Boosting, Adaboost, and XGBoost.
Lab session.
Week 12, M Mar 31: Principal Component Analysis, W Apr 2: Principal Component Analysis
Principal component analysis.
Lab session.
Week 13, M April 7: Midterm Review, W April 9: Midterm
Midterm review.
Week 14, April 14: K-Means Clustering and Neural Networks, W April 16: Foundation Models
K-means clustering.
Neural networks.
Foundation models.
Week 15, April 21: Diffusion Models, W April 23: Final Project Presentation
Diffusion models.
Lab session.
Week 16, April 28: Final Project Presentation
See here for the syllabus.
The goal of the course project is to prepare you for some project experience in machine learning. By the end of the project, we hope that you will have gained some hands-on experience in applying ML to a real-world problem, or learned some research frontiers in machine learning. You have two options to complete the project. The first option is to pick a dataset that interests you, and apply the knowledge we have gained this semester to analyze this dataset. The second option is to replicate a research paper and explore the possible extensions/improvements of the paper.
There is a project proposal presentation on Mar 17, 2025. Each group needs to prepare a five-minute presentation that includes all the group members (up to four students) and the topic of your group.
There are final project presentations on Apr 23, 2025 and Apr 28, 2025. Each group needs to prepare a ten-minute presentation that includes the motivation, setup, and results of the project.

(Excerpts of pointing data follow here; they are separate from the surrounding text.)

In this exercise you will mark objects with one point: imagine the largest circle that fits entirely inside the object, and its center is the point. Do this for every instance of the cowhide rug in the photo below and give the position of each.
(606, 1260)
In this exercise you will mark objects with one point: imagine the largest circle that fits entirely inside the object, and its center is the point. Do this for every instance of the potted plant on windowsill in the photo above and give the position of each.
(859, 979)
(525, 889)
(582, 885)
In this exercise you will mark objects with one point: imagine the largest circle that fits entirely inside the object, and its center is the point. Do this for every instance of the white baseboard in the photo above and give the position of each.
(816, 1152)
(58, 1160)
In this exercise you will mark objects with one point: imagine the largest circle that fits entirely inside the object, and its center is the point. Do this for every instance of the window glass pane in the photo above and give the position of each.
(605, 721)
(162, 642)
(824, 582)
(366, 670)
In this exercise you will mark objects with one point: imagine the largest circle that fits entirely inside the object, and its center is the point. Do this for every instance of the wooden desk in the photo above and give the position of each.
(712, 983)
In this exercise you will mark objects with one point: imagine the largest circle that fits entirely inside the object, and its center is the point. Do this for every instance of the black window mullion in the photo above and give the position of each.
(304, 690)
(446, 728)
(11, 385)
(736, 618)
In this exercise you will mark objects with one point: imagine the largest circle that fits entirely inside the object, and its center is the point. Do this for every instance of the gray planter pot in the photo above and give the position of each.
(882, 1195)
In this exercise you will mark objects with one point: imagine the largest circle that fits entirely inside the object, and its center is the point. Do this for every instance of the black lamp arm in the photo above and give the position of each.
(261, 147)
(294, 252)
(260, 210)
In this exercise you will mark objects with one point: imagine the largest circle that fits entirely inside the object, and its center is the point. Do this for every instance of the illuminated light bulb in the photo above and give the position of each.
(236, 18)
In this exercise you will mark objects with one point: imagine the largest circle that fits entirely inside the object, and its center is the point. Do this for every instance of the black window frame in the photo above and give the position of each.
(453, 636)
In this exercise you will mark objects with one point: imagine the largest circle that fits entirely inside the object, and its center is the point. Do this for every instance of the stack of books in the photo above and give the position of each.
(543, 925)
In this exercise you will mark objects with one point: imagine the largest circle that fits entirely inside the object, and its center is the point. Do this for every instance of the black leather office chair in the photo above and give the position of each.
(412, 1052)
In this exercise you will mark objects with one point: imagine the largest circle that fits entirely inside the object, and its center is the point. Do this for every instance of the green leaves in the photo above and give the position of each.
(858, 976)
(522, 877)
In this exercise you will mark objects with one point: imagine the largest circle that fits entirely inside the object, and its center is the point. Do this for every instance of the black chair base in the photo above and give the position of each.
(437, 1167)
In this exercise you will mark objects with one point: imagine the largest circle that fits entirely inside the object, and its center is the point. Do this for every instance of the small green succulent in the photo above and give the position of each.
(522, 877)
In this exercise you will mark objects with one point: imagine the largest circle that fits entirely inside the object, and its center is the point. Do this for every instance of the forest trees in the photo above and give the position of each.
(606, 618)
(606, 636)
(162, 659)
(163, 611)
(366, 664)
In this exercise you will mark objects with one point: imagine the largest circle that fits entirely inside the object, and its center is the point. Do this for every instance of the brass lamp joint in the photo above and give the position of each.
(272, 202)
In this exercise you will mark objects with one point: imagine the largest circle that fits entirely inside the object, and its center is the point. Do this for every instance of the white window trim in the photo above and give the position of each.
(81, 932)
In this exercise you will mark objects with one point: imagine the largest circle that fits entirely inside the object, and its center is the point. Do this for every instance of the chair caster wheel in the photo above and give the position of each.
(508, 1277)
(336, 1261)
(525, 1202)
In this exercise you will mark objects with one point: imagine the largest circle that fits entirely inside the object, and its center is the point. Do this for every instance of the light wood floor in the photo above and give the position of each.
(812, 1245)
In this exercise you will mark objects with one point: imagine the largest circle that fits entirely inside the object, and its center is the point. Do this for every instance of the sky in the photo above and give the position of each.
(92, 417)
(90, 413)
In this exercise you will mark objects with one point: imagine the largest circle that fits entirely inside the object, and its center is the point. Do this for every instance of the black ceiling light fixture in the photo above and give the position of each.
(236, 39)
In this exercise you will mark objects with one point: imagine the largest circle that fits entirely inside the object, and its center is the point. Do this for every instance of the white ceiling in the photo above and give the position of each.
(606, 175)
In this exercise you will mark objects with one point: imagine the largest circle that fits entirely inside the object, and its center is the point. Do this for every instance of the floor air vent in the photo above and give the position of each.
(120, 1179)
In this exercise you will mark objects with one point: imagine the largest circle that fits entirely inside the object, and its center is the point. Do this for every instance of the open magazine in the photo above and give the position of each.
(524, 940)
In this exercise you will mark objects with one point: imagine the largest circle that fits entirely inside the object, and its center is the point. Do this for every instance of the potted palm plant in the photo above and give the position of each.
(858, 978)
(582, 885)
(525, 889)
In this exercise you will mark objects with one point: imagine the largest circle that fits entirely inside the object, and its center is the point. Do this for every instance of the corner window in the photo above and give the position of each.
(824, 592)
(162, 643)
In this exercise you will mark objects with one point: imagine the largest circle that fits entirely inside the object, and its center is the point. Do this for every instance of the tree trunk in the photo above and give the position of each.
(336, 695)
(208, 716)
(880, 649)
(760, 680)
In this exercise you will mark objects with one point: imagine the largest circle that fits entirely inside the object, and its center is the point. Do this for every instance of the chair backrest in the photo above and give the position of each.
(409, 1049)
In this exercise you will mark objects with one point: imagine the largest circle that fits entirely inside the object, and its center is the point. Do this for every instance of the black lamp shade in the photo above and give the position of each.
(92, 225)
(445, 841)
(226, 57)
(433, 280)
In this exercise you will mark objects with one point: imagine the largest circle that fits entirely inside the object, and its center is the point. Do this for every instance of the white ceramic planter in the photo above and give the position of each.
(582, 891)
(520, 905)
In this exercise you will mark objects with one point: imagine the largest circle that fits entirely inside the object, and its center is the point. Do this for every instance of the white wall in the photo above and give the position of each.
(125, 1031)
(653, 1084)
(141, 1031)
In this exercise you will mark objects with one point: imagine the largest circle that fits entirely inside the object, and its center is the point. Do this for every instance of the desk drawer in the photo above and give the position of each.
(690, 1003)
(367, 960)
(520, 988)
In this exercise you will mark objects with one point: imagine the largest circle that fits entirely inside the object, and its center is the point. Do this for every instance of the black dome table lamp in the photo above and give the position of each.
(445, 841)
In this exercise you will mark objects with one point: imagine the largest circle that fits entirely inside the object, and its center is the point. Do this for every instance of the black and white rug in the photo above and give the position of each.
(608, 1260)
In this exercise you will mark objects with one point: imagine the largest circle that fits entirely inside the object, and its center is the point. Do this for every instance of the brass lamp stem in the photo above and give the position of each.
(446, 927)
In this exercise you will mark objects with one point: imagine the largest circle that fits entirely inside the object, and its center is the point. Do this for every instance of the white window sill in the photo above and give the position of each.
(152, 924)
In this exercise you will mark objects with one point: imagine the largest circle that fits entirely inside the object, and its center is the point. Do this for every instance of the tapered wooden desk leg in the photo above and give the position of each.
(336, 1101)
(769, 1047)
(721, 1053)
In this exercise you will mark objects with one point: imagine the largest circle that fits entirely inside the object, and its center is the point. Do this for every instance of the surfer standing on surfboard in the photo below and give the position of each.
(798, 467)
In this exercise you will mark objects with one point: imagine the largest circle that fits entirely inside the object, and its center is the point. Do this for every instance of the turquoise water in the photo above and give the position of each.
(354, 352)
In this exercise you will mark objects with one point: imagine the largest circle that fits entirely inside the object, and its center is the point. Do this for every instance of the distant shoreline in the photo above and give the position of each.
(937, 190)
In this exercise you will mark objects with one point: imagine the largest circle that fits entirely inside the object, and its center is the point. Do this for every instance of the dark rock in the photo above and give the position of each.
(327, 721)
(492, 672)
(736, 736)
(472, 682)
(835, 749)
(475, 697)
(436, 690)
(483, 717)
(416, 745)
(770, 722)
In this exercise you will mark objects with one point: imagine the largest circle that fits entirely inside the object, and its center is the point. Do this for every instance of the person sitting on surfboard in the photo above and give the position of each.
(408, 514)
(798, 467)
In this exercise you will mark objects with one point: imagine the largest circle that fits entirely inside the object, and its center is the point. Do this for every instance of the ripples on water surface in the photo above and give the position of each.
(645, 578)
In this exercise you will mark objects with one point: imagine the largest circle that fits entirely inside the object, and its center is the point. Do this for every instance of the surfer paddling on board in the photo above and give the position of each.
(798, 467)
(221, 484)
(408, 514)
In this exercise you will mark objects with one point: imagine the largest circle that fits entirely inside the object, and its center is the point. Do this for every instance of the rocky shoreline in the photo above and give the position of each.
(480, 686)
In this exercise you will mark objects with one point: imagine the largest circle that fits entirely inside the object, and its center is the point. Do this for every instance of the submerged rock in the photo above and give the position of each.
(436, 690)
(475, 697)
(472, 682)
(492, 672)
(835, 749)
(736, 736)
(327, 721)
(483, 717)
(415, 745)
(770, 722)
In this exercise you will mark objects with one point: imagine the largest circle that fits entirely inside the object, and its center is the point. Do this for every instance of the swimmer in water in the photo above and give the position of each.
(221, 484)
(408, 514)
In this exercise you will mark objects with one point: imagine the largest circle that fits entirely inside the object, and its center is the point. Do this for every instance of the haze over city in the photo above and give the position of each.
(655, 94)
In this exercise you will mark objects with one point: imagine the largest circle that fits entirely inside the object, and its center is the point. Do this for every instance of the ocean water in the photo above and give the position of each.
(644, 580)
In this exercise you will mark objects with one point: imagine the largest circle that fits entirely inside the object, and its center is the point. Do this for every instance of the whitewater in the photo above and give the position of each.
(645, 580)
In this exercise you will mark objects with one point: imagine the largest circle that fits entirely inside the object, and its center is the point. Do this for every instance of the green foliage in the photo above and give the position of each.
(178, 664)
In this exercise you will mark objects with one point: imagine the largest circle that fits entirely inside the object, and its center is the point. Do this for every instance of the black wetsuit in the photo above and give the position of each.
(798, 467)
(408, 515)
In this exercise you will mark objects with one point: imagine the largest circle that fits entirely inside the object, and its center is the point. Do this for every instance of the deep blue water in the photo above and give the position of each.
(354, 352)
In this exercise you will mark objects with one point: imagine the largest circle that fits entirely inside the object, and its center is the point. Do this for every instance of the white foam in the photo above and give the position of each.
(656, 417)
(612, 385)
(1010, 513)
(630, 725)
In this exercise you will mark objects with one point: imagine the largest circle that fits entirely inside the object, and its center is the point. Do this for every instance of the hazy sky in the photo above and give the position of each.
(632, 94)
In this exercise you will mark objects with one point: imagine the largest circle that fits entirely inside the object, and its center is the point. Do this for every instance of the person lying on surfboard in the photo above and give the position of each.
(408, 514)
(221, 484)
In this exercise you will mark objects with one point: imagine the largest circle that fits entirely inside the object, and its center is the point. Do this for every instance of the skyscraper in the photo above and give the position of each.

Before the full project presentation, we ask that you set up a publicly available GitHub repository about your work, along with detailed documentation about how to use the code repository and what findings you currently have about the project.
We expect when each group presents, other groups will provide critical feedback, which will be counted toward the participation in this course.
Finally, by May 7, 2025, refine the GitHub repository and the accompanying documentation.
See here for more details about the course project instructions and the sample list of datasets.
You are responsible for keeping up with all announcements made in class and for all changes in the schedule that are posted on the Canvas website.
The grade will be based on the following:
Homeworks: 30%
Exam (takehome, choose 24 hours): 30%
Course project report (submitted on GitHub): 20%
Course project presentations (one proposal and one final presentation): 15%
Participation: 5%
An Introduction to Statistical Learning (ISL). Gareth James, Daniela Witten, Trevor Hastie, and Robert Tibshirani.
Elements of Statistical Learning (ESL). Trevor Hastie, Rob Tibshirani, and Jerome Friedman.